La cerimonia, organizzata dall’associazione Stella Maris, ha visto una grande partecipazione di tutto il personale della Capitaneria. Fra le autorità l’assessora al porto Barbara Bonciani, in rappresentanza del sindaco Luca Salvetti

Nel corso dell’omelia il parroco ha ricordato la figura di Santa Barbara figlia di un genitore pagano, che non accettò mai di avere una figlia cristiana e che per punirla la fece rinchiudere in una torre, nella cui cella però Barbara volle avere tre finestre ispirandosi alla Santissima Trinità, per la quale venne sottoposta a torture  e sottoposta al rogo, sino a venir decapitata dallo stesso padre che venne incenerito da un fulmine.

Le reliquie della Santa sono oggi conservate nella Basilica di S.Sisto a Piacenza, ma una piccola reliquia è presente anche a Livorno nella parrocchia di S. Ferdinando.

Già venerata da secoli dai cannonnieri e dagli artiglieri nell’assedio di Firenze, venne proclamata da papa Pio XII con Breve Pontificio del 1951, Santa Patrona degli Artiglieri, Genieri, Marinai, Vigili del Fuoco  e di quanti svolgano professioni a contatto col fuoco.

I Marinai artiglieri ponevano l’immagine della Santa a protezione della riserva di polveri e munizioni.

Preghiera del Marinaio ( di Antonio Fogazzaro )

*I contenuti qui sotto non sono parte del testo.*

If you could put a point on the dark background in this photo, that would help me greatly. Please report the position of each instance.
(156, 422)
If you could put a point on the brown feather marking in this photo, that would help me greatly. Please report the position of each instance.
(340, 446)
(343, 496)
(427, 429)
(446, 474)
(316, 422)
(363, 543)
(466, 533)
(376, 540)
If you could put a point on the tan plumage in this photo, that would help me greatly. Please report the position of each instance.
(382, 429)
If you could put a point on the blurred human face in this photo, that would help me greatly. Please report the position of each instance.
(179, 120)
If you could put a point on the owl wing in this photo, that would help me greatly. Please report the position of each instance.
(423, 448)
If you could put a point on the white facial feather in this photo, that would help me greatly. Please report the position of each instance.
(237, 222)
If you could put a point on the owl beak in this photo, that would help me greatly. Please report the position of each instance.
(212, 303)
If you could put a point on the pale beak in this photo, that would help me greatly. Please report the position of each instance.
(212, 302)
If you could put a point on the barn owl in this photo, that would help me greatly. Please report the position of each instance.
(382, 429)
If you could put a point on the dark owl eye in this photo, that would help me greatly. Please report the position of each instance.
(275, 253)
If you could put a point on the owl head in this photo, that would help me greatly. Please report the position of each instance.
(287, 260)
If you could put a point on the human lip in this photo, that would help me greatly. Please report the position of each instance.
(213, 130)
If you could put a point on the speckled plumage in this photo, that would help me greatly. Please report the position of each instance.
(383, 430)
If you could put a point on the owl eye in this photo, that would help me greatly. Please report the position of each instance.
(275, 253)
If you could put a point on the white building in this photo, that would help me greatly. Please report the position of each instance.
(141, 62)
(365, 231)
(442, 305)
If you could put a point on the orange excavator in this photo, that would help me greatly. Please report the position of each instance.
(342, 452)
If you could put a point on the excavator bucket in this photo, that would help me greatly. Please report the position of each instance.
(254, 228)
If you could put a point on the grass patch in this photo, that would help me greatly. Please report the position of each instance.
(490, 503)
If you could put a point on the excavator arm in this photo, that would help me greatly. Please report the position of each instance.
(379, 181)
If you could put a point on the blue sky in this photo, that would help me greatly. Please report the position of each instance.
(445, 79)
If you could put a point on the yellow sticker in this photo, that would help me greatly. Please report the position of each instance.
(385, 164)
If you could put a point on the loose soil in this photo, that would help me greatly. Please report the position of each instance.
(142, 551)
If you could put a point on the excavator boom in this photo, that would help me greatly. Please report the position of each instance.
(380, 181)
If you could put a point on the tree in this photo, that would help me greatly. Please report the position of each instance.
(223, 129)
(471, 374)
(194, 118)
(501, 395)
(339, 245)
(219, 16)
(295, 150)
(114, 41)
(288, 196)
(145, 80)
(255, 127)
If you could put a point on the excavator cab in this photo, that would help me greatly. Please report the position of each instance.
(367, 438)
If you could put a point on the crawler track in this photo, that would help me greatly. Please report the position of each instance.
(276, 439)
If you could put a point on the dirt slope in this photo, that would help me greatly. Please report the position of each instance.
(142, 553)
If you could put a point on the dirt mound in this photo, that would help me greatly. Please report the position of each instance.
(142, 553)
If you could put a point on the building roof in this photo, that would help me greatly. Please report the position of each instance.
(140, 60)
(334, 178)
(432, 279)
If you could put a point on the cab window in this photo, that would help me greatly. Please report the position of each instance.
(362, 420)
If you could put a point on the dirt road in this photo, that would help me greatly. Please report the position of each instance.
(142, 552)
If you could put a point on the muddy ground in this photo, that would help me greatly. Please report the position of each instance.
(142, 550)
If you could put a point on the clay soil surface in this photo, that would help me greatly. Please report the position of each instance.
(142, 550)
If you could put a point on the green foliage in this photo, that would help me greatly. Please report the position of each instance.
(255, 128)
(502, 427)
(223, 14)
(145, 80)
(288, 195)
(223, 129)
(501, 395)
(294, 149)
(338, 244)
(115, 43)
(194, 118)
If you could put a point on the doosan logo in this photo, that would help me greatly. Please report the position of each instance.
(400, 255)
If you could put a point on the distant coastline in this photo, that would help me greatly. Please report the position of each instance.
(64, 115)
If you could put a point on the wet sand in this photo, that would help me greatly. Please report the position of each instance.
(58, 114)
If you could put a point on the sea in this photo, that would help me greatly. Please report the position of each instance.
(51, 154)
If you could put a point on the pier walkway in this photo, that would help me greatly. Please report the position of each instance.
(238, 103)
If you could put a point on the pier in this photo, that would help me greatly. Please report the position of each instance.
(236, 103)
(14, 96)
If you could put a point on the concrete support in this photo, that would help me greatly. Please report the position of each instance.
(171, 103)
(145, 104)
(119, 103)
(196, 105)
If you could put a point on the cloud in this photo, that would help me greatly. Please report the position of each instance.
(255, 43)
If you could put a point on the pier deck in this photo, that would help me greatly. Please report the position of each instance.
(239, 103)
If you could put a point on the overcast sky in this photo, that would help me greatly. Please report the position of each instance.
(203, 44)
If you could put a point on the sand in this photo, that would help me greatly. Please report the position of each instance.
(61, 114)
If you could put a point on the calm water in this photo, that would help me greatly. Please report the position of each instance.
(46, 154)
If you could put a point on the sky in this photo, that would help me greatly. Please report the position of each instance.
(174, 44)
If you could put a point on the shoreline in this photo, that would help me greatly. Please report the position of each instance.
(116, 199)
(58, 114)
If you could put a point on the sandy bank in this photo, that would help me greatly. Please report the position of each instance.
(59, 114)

A Te, o grande eterno Iddio,
Signore del cielo e dell’abisso,
cui obbediscono i venti e le onde, noi,
uomini di mare e di guerra, Ufficiali e Marinai d’Italia,
da questa sacra nave armata della Patria leviamo i cuori.
Salva ed esalta, nella Tua fede, o gran Dio, la nostra Nazione.
Da’ giusta gloria e potenza alla nostra bandiera,
comanda che la tempesta ed i flutti servano a lei;
poni sul nemico il terrore di lei;
fa’ che per sempre la cingano in difesa petti di ferro,
più forti del ferro che cinge questa nave,
a lei per sempre dona vittoria.
Benedici , o Signore, le nostre case lontane, le care genti.
Benedici nella cadente notte il riposo del popolo,
benedici noi che, per esso, vegliamo in armi sul mare.
Benedici!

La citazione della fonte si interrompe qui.